I know some breeders that have bought a FB boer ..where the breeder was suppose to send the registration papers to the buyer later...but in fact...lied and never had any in the first place and never receives the registration for that goat ....So...the only alternative is ... to breed that unregistered Doe.. to a registered FB or Purebred buck... to make the kids registered with the ABGA.... this will start their offspring at 50%... even though....the Dam is in fact... FB ...it isn't fair and that Doe will never be registered but.... the offspring will start out at 50% and work up from there....but will never be FB status....



> Does between 50 percent up to 93.6 percent are ELIGIBLE for a percentage registration
> but that wouldnt make sense if her parents arent registered that would mean we cant register her IF you cant register a goat because neither parent is registered, but what im wondering is how did this ABGA happen if there were no registered goats before it happend? sure you have two purebred goats that produced more offspring but how do you introduce new lines into the ABGA?

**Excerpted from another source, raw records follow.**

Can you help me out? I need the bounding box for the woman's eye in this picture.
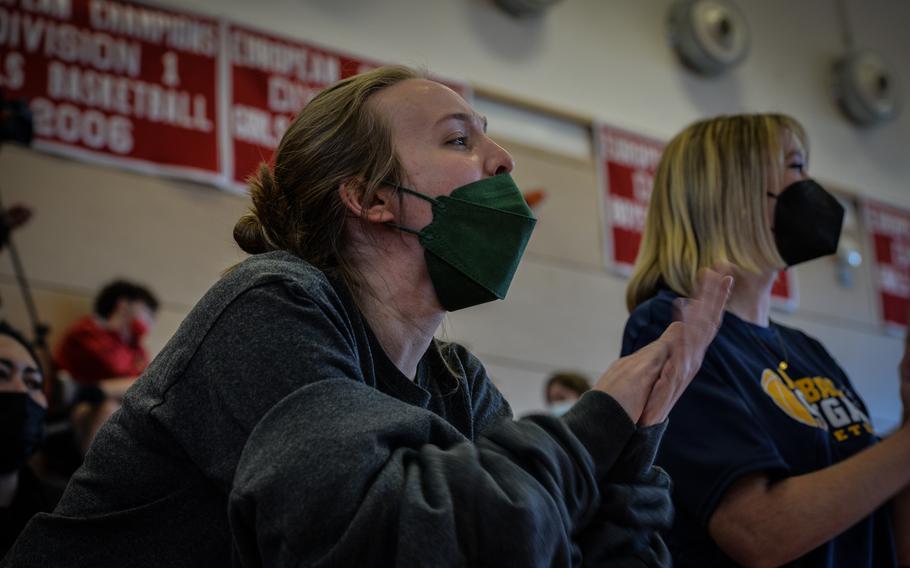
[24,373,43,390]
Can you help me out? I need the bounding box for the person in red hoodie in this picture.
[56,280,158,386]
[54,280,158,454]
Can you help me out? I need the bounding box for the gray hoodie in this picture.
[2,252,671,568]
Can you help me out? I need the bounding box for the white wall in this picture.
[7,0,910,427]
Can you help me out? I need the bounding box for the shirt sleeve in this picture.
[623,298,789,527]
[57,325,147,382]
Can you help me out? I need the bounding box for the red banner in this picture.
[228,25,380,186]
[595,125,664,275]
[862,199,910,330]
[0,0,220,182]
[224,24,471,189]
[594,124,798,310]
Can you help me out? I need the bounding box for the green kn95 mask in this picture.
[389,174,537,312]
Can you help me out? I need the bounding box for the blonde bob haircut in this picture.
[626,114,809,311]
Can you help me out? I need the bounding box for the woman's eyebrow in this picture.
[436,112,487,132]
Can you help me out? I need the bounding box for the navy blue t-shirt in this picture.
[622,290,897,568]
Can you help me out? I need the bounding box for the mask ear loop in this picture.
[386,182,438,236]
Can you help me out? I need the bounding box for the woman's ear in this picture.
[338,178,398,223]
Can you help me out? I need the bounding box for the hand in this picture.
[594,336,676,423]
[639,268,733,426]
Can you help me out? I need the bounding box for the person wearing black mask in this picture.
[623,114,910,568]
[0,322,60,556]
[0,67,731,568]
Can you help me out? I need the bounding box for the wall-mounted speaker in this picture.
[669,0,750,76]
[834,50,901,126]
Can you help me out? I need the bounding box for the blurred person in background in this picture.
[0,322,62,555]
[54,280,158,454]
[544,371,591,416]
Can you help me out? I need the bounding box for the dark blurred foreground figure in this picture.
[623,114,910,568]
[5,67,730,568]
[0,322,60,554]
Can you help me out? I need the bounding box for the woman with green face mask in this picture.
[10,67,730,566]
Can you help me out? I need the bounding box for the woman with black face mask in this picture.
[623,114,910,568]
[0,67,730,568]
[0,322,60,556]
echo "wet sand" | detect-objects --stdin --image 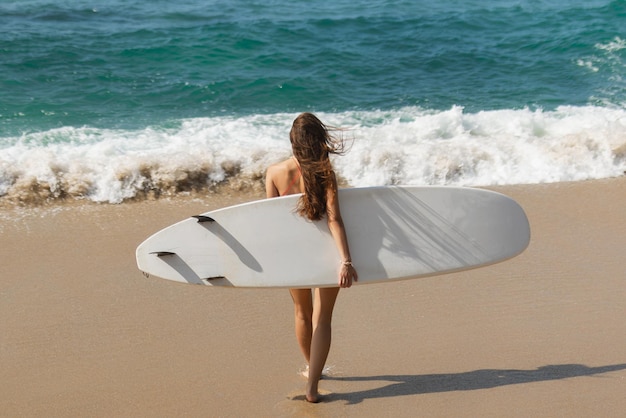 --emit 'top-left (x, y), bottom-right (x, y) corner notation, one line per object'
(0, 178), (626, 417)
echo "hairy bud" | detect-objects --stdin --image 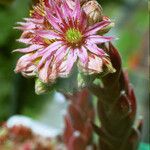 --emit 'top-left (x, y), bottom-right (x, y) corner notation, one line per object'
(35, 79), (48, 95)
(82, 0), (103, 25)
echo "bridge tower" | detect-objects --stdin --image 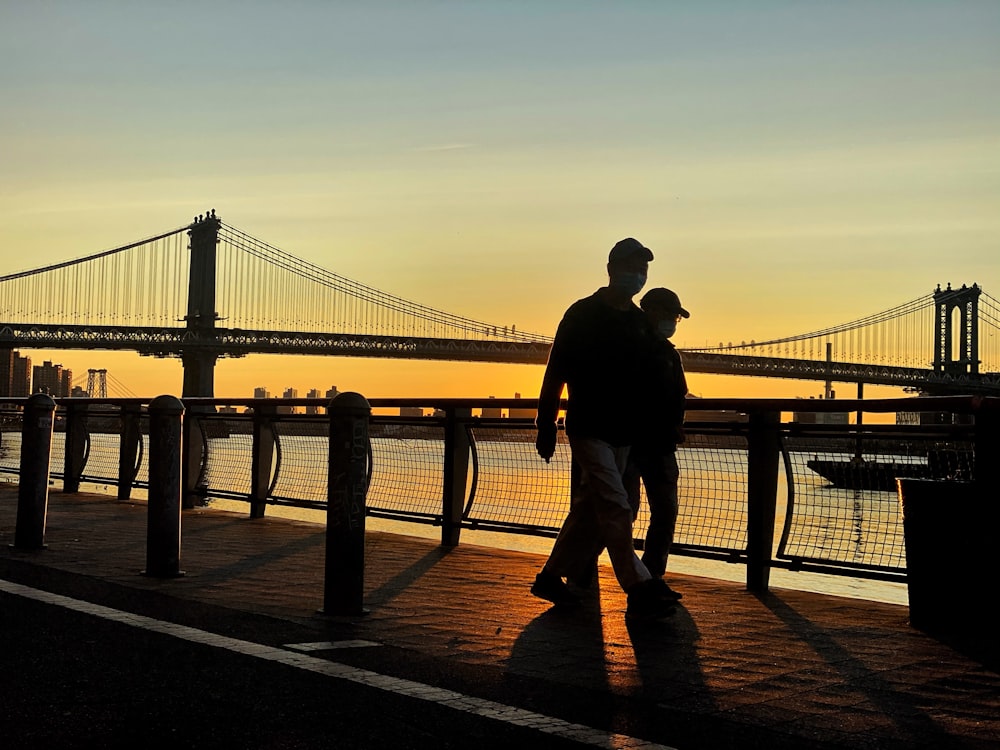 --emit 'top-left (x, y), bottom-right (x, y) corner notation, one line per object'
(87, 368), (108, 398)
(181, 208), (222, 398)
(934, 284), (982, 375)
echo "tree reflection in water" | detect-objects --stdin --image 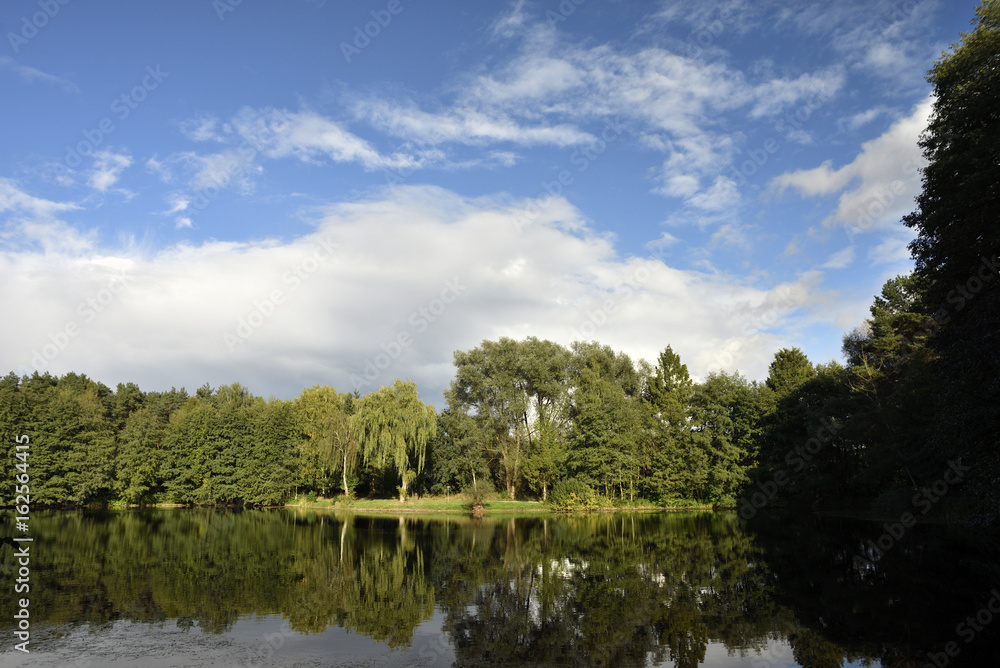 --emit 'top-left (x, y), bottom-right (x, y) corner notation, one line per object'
(0, 509), (1000, 668)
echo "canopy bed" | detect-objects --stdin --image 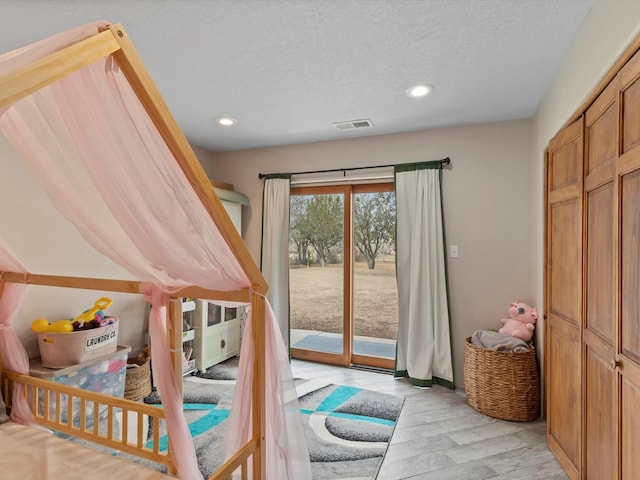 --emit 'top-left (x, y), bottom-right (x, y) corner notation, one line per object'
(0, 22), (310, 480)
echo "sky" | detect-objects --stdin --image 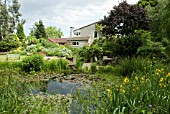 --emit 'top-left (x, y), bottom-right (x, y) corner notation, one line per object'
(18, 0), (138, 37)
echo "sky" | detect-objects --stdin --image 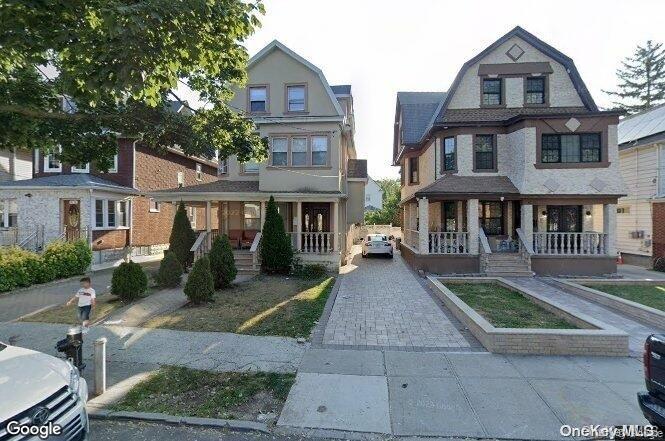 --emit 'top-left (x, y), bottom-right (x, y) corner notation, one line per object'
(230, 0), (665, 179)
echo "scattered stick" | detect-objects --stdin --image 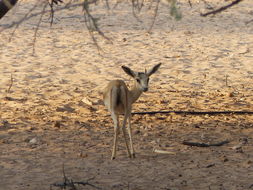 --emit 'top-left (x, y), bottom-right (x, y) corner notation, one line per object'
(132, 110), (253, 115)
(153, 148), (176, 154)
(200, 0), (243, 17)
(6, 74), (13, 93)
(183, 140), (229, 147)
(50, 164), (101, 190)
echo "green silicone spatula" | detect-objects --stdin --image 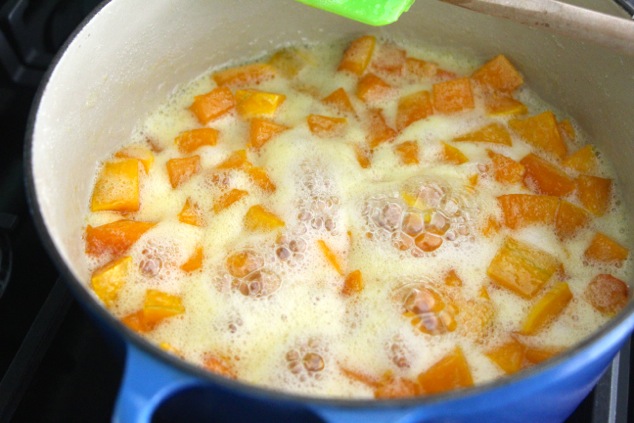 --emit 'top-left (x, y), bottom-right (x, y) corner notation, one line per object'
(297, 0), (634, 55)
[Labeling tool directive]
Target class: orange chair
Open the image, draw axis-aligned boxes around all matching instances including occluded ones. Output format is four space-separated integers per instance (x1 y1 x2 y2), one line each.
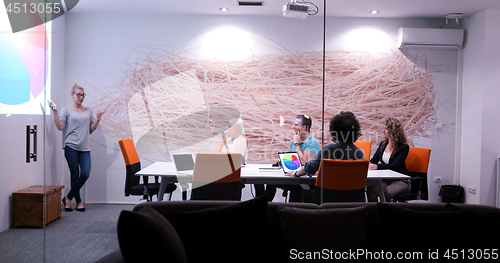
118 139 177 202
393 147 431 202
191 153 241 201
314 159 368 204
354 140 372 161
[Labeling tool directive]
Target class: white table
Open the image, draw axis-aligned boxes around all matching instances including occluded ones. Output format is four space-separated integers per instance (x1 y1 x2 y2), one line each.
136 162 410 202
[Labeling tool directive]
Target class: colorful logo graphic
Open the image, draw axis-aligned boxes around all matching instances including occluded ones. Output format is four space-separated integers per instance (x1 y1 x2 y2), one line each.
283 154 300 170
4 0 78 33
0 22 48 105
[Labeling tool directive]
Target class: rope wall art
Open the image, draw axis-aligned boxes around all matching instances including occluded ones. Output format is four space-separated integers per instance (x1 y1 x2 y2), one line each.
96 48 436 163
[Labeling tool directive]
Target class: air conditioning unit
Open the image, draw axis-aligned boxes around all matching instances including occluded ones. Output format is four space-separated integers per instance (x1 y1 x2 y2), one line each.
398 27 464 49
283 3 309 19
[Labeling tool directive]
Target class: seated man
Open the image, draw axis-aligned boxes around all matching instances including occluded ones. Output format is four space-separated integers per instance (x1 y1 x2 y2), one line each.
254 115 320 201
285 111 365 202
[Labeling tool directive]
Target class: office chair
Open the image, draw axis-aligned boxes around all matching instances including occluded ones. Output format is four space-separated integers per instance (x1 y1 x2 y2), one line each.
118 139 177 202
354 140 372 161
392 147 431 202
191 153 241 201
314 159 368 204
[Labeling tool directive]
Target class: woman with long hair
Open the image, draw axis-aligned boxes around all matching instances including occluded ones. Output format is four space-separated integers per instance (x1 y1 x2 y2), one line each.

 It makes perfect sense... the buck has to be registered FB or Purebred ( It is him that has to be registered not the Doe)

The one side...which is the Doe...won't have any linage no....it will say what breed she is....but from there on out...the lineage...pedigree will start showing.... That is why they are not Fullbloods ...with the FB 's it will let you know all the bloodlines.... I think it is neat that they allow the percentages....because some breeders that are wronged... at least have some way... to get some sort of registration through the offspring and are able to achieve Purebred Status ...plus...are able to show the offspring.....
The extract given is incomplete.